Save me from these cowardy-custard men!
Mandy says she would be disgusted to be the wife of Francesco Schettino – who is now known as Captain Coward
The boy-thief sprang from the shadows as we dawdled back to our hotel after dinner on a summer’s night in Havana.
He tried to wrestle my bag off my shoulder. I resisted, but he yanked hard at my bag, kicked me fiercely in the shins and spat something at me in Spanish.
But I felt reassured that my boyfriend at the time — an amateur athlete who was three times the size of this scrawny Cuban street kid and a one-time Doncaster karate champion — was beside me.

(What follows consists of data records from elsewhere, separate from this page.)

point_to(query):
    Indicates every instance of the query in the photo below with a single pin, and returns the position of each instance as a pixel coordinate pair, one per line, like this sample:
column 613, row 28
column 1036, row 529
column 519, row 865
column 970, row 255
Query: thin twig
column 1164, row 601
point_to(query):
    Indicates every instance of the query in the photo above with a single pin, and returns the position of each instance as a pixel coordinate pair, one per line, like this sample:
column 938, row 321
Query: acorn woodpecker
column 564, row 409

‘Leave this to me,’ Alex said, stepping manfully forward. ‘Give me the bag.’
Alex must have a cunning plan, I thought, before watching incredulously
as he blithely handed my bag to the thief, who then ran off.
Shaking and looking as if he was about to cry, Alex said sheepishly: ‘Well, it would have been stupid to put up a fight.’
‘Why’ I asked. ‘He wasn’t armed. You could have swatted him away like a fly.’
Suddenly, I recognised the
unpalatable truth about my strapping, pentathlete boyfriend: he was a
cowardy-custard and we had no future.
I was reminded of this when I read
about the captain of the Costa Concordia abandoning ship — after it ran
aground off Italy — long before his passengers had been evacuated, then
claiming that he had tripped and fallen into a lifeboat.
And I thought how disgusted I would be if I was the wife of Captain Coward (as Francesco Schettino is now known). Women have never given cowards an easy ride, and psychologist Dr Michael Mantell thinks he knows why.
‘Courage — which can include assurance, certainty and risk-taking in the face of real danger — is attractive because it suggests the man can express his emotions without fear, leading to honesty in the relationship,’ he says.
Mandy was horrified as her boyfriend at the time handed her bag to a thief who then ran off
‘It also suggests he can offer her physical and emotional protection. It’s the courageous one who will succeed in the jungle, and women find that reassuring.’
My former boyfriend Vernon was never someone I thought of as particularly brave until, sailing towards Catalina Island, off Southern California, in a 30ft boat across one of the world’s busiest shipping lanes, we ran into thick fog.
Four hours later, I was almost hysterical. But Vernon was cool-headed courage in motion. He kept the helm, spoke to the coastguard on the radio, checked the Global Positioning System (GPS), calmed me down and instructed me in putting together grab-bags (flares, torches, bottled water, a portable GPS) in case we ended up in the water.
That evening, I looked at him in awe. That, in extremis, he had demonstrated such cool-headed, focused bravery filled me with pride and love.
I had felt the same pride when, on a childhood family holiday, my father rushed into the sea, risking his own life, to save an old man who was drowning off a beach in North Wales.
Cowardice, on the other hand, diminishes us. Captain Coward must realise that now. He has survived a catastrophe that has so far claimed 16 lives, but can take little solace from Shakespeare’s words that ‘Cowards die many times before their deaths’.